The world-famous Budweiser Clydesdales, the symbol of quality and tradition for Anheuser-Busch since 1933, are scheduled to make several appearances in the area on Feb 20-23, 2020, including one at Beaumont in conjunction with the Mardi Gras SETX.
The eight-horse hitch will be harnessed and hitched to the famous red beer wagon at Mardi Gras on Feb 20-23, 2020. The “Gentle Giants,” as they are often referred to, will participate in Mardi Gras SETX.
The Clydesdales’ appearance in Beaumont is one of hundreds made annually by the traveling hitches. Canadians of Scottish descent brought the first Clydesdales to America in the mid-1800’s. Today, the giant draft horses are used primarily for breeding and show.
Horses chosen for the Budweiser Clydesdale hitch must be at least three years of age, stand approximately 18 hands – or six feet – at the shoulder, weigh an average of 2,000 pounds, must be bay in color, have four white legs, and a blaze of white on the face and black mane and tail.

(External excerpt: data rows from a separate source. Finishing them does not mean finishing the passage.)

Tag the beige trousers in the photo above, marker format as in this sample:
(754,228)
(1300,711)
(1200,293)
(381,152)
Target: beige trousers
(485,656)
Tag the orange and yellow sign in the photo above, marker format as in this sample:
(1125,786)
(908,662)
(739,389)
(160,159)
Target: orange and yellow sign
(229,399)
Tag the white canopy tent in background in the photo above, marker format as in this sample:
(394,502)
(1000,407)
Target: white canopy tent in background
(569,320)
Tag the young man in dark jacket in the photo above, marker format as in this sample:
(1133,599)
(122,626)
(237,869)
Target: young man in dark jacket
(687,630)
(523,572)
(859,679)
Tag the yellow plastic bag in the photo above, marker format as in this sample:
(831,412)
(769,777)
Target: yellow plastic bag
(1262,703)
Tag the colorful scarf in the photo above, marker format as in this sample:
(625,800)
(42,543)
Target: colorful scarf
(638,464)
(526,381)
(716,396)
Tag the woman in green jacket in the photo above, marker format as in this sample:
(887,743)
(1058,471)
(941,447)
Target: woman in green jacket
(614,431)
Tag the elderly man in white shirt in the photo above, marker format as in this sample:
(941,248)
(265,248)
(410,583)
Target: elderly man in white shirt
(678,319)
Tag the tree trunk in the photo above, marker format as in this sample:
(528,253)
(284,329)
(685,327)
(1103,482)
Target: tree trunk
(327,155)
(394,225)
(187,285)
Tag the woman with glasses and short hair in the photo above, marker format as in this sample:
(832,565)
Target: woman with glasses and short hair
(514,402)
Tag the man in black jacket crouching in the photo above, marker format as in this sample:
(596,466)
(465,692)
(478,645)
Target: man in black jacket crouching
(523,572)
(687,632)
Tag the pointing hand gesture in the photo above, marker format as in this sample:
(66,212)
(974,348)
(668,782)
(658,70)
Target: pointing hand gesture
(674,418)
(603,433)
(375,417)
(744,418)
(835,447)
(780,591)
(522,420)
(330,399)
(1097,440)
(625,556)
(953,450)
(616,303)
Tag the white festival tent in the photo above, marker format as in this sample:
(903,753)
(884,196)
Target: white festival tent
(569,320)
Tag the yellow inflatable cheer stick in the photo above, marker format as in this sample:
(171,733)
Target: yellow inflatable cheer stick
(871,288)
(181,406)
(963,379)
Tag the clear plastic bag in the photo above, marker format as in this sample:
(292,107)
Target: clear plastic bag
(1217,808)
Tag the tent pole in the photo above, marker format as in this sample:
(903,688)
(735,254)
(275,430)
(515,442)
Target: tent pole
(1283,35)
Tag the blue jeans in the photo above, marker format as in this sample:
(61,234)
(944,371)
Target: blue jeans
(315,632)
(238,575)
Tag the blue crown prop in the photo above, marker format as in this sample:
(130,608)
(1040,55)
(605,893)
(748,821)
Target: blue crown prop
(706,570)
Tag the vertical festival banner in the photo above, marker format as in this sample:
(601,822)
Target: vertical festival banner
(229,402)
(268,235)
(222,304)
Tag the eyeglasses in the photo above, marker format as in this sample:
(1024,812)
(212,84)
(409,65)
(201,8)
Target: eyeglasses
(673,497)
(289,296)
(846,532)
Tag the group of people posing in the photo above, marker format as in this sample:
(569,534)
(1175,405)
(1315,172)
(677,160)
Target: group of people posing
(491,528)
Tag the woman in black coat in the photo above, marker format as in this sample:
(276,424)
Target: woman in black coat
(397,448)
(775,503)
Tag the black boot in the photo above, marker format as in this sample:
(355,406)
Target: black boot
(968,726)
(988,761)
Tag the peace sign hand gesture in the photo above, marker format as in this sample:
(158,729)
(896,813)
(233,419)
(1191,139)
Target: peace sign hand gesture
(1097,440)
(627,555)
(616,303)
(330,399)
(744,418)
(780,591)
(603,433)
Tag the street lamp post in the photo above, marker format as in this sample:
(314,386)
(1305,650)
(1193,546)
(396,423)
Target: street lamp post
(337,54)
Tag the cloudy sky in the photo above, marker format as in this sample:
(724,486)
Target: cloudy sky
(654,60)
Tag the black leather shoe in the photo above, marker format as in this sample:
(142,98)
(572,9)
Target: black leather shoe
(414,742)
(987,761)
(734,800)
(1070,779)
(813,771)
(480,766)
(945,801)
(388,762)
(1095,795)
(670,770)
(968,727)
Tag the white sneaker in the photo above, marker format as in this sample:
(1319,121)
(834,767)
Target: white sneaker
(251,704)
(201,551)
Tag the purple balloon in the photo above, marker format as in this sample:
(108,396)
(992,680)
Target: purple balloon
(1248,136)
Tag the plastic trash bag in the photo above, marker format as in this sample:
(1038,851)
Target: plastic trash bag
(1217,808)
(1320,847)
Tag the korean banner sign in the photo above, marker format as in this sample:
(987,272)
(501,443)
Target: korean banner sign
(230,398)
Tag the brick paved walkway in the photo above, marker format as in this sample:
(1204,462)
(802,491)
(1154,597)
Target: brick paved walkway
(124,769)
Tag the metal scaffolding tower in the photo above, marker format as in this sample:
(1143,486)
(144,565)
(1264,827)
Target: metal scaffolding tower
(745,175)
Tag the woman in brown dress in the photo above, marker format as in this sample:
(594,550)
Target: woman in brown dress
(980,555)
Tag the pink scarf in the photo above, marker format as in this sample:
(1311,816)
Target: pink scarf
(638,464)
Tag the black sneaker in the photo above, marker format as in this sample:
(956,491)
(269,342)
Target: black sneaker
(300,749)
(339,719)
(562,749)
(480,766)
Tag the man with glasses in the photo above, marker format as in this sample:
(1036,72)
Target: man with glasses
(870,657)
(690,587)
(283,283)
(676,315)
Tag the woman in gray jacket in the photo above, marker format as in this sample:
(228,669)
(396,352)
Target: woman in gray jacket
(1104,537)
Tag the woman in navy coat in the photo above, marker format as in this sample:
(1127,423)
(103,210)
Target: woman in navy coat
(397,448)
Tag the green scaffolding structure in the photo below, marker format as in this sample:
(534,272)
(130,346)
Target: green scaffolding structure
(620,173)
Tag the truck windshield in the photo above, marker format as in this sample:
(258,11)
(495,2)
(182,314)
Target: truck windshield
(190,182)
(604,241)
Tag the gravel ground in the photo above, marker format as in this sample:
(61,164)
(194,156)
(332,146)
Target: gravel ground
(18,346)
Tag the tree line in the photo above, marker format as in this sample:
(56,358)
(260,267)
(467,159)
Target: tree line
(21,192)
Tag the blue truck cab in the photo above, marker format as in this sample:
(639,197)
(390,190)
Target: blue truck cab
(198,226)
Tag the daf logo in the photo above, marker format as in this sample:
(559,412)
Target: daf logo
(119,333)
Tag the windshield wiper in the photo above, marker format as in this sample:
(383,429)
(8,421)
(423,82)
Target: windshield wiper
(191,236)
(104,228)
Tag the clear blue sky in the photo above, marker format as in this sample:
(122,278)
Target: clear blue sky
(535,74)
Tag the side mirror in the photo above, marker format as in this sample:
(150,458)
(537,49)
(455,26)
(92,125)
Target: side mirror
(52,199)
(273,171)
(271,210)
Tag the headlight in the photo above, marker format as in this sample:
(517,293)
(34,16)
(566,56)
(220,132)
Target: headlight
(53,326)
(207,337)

A gentle temperament is very important as hitch horses meet millions of people each year.
A single Clydesdale hitch horse will consume as much as 20-25 quarts of feed, 40-50 pounds of hay and 30 gallons of water per day.

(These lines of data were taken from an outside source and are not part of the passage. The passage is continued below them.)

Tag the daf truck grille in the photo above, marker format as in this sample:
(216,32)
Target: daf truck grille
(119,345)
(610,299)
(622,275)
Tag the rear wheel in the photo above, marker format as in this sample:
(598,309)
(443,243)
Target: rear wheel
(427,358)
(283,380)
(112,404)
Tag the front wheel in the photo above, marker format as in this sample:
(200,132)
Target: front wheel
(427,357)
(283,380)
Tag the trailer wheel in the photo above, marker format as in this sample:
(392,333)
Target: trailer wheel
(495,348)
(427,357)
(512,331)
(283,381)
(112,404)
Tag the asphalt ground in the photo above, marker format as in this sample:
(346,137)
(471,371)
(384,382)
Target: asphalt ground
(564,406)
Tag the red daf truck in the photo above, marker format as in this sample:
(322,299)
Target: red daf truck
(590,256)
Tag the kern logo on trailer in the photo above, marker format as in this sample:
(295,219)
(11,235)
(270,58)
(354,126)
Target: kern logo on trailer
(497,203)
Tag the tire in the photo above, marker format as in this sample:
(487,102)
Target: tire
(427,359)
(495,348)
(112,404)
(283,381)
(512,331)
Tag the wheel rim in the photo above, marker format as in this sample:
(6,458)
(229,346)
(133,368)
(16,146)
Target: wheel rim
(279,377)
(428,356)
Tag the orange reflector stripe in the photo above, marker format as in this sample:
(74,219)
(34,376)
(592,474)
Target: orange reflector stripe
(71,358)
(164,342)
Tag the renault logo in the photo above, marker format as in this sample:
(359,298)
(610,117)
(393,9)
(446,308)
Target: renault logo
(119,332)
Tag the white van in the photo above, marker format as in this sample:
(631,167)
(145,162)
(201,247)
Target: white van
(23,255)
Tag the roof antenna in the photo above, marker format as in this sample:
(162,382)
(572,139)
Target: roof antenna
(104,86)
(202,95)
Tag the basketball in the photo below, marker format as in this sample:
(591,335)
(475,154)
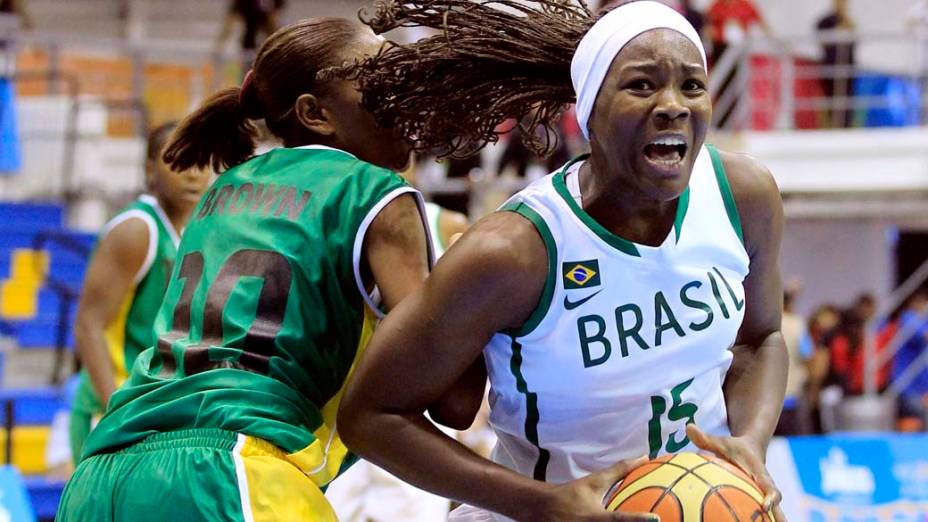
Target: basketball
(687,487)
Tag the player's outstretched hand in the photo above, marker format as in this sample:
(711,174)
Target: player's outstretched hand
(582,499)
(747,455)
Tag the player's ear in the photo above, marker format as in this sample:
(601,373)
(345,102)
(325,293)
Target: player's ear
(311,115)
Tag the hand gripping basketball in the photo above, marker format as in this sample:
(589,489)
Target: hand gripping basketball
(748,456)
(582,499)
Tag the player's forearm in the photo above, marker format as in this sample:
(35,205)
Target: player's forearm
(755,387)
(92,348)
(411,448)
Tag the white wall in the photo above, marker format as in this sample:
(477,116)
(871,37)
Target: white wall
(790,18)
(838,260)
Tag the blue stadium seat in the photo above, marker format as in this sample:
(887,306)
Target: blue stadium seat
(35,215)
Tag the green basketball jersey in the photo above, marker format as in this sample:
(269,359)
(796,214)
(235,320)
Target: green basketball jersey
(266,310)
(131,331)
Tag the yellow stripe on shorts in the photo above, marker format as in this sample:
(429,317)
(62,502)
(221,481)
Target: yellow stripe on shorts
(272,488)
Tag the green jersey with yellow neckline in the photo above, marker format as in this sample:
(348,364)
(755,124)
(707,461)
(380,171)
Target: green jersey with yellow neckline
(266,311)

Each hitch travels with a Dalmatian. In the early days of brewing, Dalmatians were bred and trained to protect the horses and guard the wagon when the driver went inside to make deliveries.
The Budweiser Clydesdales can be viewed at the Anheuser-Busch breweries in St. Louis, Mo.; Merrimack, N.H.; and Ft. Collins, Colo. They also may be viewed at Grant’s Farm in St. Louis and at Warm Springs Ranch, the 300-plus acre Clydesdale breeding farm located near Boonville, Mo.
Did you know?
- Each of the Clydesdales’ handcrafted harnesses and collars weigh approximately 130 pounds.
- The Budweiser Clydesdales are given short names, such as Duke, Mark and Bud, to make it easier for the driver to give commands to the horses during a performance.
- Budweiser Clydesdales’ horseshoes measure more than 20 inches from end to end and weigh about 5 pounds.
- Dalmatians were known as coach dogs because they ran between the wheels of coaches or carriages and were companions to the horses. Since the 1950s, Dalmatians have traveled with the Budweiser Clydesdales hitch, perched atop the wagon proudly seated next to the driver.
- The turn-of-the-century beer wagons have been meticulously restored and are kept in excellent condition. The wagons are equipped with two braking systems: a hydraulic pedal device that slows the vehicle for turns and downhill descents, and a hand-brake that locks the rear wheels when the wagon is at a halt.